While test takers might feel that online proctoring is an invasion of their privacy, especially when they are taking a test in their own home, explaining exactly what you are doing and why will help them understand the importance of test security. Reassure them how any information you collect will be used and who will have access to it.
Mitigating privacy risks with online proctoring
Technology, policies and procedures, and clear test taker communications aren’t the only strategies to mitigate risks around data and privacy with online proctoring. You can minimize the risks by collecting only the minimum amount of data needed for test monitoring and identity verification.
Single sign on (SSO), where test takers access their test from a Learning Management System (LMS) without needing to address their personal information again, is one way to achieve this. SSO has the added benefit that a proctor doesn’t need to access or know your LMS passwords, keeping even more data fully secure.
Robust security protocols and data encryption will also safeguard collected data against unauthorized access and data breaches. This should include secure data transmission between the test taker’s device and the proctoring server, plus end-to-end encryption for audio, video and other data captured during online proctoring. Any data stored on servers or in transit should be protected by strong encryption against unauthorized access.
Restrict access to personal information
Another important security step is to restrict access to proctoring systems and databases to authorized personnel only, as well as requiring multi-factor authentication from any proctors or administrators accessing proctoring platforms. Role-based access control is a good way of limiting the level of access granted to different users based on their job responsibilities.
Your processes and procedures should be backed up by comprehensive training for proctors so they understand the importance of test taker privacy and can handle any concerns sensitively. Training should extend to best practices and compliance requirements on data privacy.
Remaining compliant with online proctoring
The testing industry is evolving rapidly, and so are the technologies available to us to maintain and improve test security.
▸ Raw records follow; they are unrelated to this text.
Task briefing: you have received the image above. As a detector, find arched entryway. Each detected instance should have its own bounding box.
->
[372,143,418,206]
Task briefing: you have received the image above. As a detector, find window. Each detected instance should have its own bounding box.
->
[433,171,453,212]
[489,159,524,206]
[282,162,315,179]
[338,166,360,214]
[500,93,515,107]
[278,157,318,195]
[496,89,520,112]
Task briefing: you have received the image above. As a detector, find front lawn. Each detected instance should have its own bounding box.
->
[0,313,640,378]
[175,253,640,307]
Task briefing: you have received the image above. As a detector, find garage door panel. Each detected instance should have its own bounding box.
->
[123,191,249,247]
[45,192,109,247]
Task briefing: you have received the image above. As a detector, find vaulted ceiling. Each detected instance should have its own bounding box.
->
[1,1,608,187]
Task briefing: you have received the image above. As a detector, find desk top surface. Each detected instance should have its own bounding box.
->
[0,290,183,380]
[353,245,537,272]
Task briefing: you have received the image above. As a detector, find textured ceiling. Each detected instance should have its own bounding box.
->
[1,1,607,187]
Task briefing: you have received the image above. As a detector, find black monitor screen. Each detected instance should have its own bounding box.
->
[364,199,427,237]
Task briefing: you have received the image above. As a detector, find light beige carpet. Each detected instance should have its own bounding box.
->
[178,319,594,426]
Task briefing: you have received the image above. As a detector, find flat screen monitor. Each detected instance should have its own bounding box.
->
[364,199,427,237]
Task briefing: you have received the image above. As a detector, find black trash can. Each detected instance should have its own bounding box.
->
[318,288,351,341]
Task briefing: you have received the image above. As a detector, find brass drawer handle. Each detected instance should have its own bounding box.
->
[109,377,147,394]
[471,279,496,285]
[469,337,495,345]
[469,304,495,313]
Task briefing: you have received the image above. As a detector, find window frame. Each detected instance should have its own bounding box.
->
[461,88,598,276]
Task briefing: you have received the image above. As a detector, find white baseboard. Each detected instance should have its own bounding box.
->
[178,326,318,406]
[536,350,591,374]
Against this context of change, we must also stay up to date with any new regulations or legal precedents.
In a recent ruling, Ogletree vs. Cleveland State University, a student took an online exam from home and was required to show areas of his bedroom via a webcam. A district court found that the university had violated the student’s Fourth Amendment rights “to be secure in their person, houses, papers and effects against unreasonable searches and seizures”.
There was some initial concern in the testing industry following this ruling that a precedent had been set that might affect the ability to implement online proctoring technologies. However, this was an individual case with many unique aspects related to COVID restrictions, the individual test taker’s circumstances, and requirements that had been agreed in advance with the university. It’s also significant that this online test was proctored using a web conference rather than an a secure online proctoring platform.
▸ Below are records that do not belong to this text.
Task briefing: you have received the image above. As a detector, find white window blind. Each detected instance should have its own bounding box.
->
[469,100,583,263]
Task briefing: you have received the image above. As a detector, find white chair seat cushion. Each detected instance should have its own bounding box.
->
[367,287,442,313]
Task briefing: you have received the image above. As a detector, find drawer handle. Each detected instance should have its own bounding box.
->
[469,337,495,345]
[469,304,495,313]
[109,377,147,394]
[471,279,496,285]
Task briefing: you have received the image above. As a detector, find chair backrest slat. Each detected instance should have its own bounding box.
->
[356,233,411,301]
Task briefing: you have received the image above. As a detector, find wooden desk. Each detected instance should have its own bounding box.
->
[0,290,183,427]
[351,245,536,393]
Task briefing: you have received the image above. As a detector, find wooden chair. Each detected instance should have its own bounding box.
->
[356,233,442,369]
The court’s ruling in this case was both narrow in scope and geographical reach, as the decision was issued from the District Court in Ohio and is not binding in other courts in the United States. It does, however, show the importance of rigorously upholding privacy standards and working with a testing provider that stays up to date with the latest developments.
Continuous improvement
Ethical practices are essential to the future of online proctoring and the testing industry as a whole. Alongside accountability, we need continuous improvement that prioritizes privacy and adopts the principles of fairness and transparency. All these elements will help to address and allay privacy concerns around online proctoring, while building important trust and continuing to protect the integrity of our tests and exams.